From PwC auditor to fixing leadership gaps for women in social work
Sheethal TS was leading her team. Still, her ideas were double-checked with male colleagues first. “There were times when my inputs were double checked with male colleagues, even though I was leading the team. It made me wonder if I was even being heard,” says Sheethal, 32, a junior manager at Gram Vikas.
Jagrity Sharan knows a different version of the same story. For the development sector professional, the roadblock was timing. “It was about getting the right opportunity at the right time. When that does not happen, you begin to question your own journey,” she says.
The quiet frictions
Across India’s social impact sector, these are not one-off moments. Women enter with intent and skill. But the climb to leadership takes longer. The turns are sharper. The barriers are rarely loud. They look like a question routed to someone else. A promotion that comes late. A meeting where you wonder if your voice landed.
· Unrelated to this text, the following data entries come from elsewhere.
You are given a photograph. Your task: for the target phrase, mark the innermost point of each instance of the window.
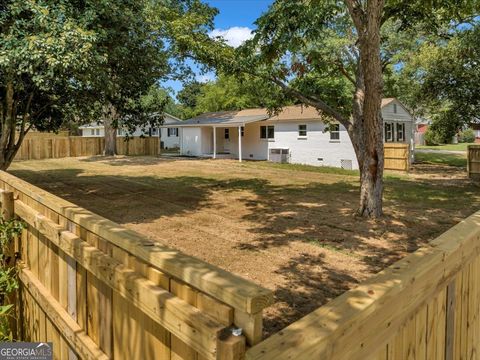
(400, 132)
(267, 132)
(302, 130)
(388, 132)
(334, 132)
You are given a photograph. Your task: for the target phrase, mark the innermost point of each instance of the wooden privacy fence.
(425, 306)
(36, 148)
(100, 291)
(397, 156)
(473, 161)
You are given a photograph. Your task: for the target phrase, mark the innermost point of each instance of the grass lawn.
(442, 158)
(450, 147)
(287, 227)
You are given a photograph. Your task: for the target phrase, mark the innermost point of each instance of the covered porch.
(223, 136)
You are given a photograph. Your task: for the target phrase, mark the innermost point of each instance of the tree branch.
(345, 73)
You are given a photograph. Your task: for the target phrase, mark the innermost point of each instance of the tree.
(331, 55)
(135, 58)
(448, 75)
(39, 59)
(229, 92)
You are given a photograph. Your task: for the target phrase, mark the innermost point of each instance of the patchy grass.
(299, 167)
(442, 158)
(448, 147)
(290, 228)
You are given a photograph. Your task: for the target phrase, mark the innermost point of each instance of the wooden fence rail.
(36, 148)
(473, 161)
(100, 291)
(425, 306)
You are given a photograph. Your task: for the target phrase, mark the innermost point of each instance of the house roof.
(240, 117)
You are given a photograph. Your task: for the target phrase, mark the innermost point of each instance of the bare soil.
(290, 230)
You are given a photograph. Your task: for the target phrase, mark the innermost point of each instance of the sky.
(234, 22)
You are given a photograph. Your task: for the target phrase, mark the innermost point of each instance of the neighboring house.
(297, 135)
(169, 137)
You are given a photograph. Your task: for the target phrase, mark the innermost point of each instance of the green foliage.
(8, 275)
(431, 138)
(466, 136)
(229, 92)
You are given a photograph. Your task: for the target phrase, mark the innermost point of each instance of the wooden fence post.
(7, 204)
(450, 321)
(8, 214)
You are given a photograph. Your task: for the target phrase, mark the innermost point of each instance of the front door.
(226, 141)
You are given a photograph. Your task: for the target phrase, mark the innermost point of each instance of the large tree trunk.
(367, 129)
(110, 125)
(9, 143)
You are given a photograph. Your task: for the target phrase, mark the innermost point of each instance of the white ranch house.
(169, 137)
(296, 135)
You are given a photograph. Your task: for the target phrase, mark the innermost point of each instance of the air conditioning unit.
(280, 155)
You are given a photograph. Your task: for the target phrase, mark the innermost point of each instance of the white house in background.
(297, 135)
(169, 137)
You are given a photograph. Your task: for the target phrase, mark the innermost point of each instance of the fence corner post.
(231, 347)
(7, 204)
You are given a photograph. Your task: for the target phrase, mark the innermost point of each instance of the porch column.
(240, 144)
(214, 142)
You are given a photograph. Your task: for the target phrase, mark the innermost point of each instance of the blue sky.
(234, 22)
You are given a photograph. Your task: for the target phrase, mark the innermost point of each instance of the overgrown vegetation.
(8, 276)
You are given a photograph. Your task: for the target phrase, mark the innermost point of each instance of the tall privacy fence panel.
(473, 161)
(35, 148)
(100, 291)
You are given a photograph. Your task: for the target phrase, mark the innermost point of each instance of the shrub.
(8, 276)
(466, 136)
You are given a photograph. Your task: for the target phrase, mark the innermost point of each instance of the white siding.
(191, 143)
(316, 148)
(401, 116)
(170, 142)
(97, 132)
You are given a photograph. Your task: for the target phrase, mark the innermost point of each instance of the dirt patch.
(291, 231)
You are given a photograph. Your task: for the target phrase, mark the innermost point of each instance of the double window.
(334, 132)
(302, 130)
(395, 132)
(172, 132)
(400, 132)
(267, 132)
(388, 132)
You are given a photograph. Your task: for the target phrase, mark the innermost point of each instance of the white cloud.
(234, 36)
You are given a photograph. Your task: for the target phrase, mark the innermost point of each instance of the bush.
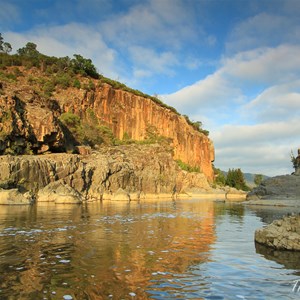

From audit sheets to impact gaps
Anchal Kakkar saw the pattern and started asking why. She didn’t begin in development. In 2007, Anchal joined PwC in statutory audit. The work was rigorous. It taught her systems, finance, and how organizations keep score.Over time, her questions shifted. She wanted to measure a different kind of outcome: who gets heard, who gets promoted, who shapes strategy.
Building new answers
Anchal moved into the social sector and started building. Her focus now is redesigning how organizations find, support, and advance women leaders.The work is practical. Clearer promotion tracks. Better sponsorship. Leadership paths that don’t rely on self-advocacy alone.
The aim is simple. Fewer detours for the next Sheethal. Better timing for the next Jagrity. For Anchal, it’s the same rigor she learned in audit. But the balance sheet now tracks equity, not just accounts.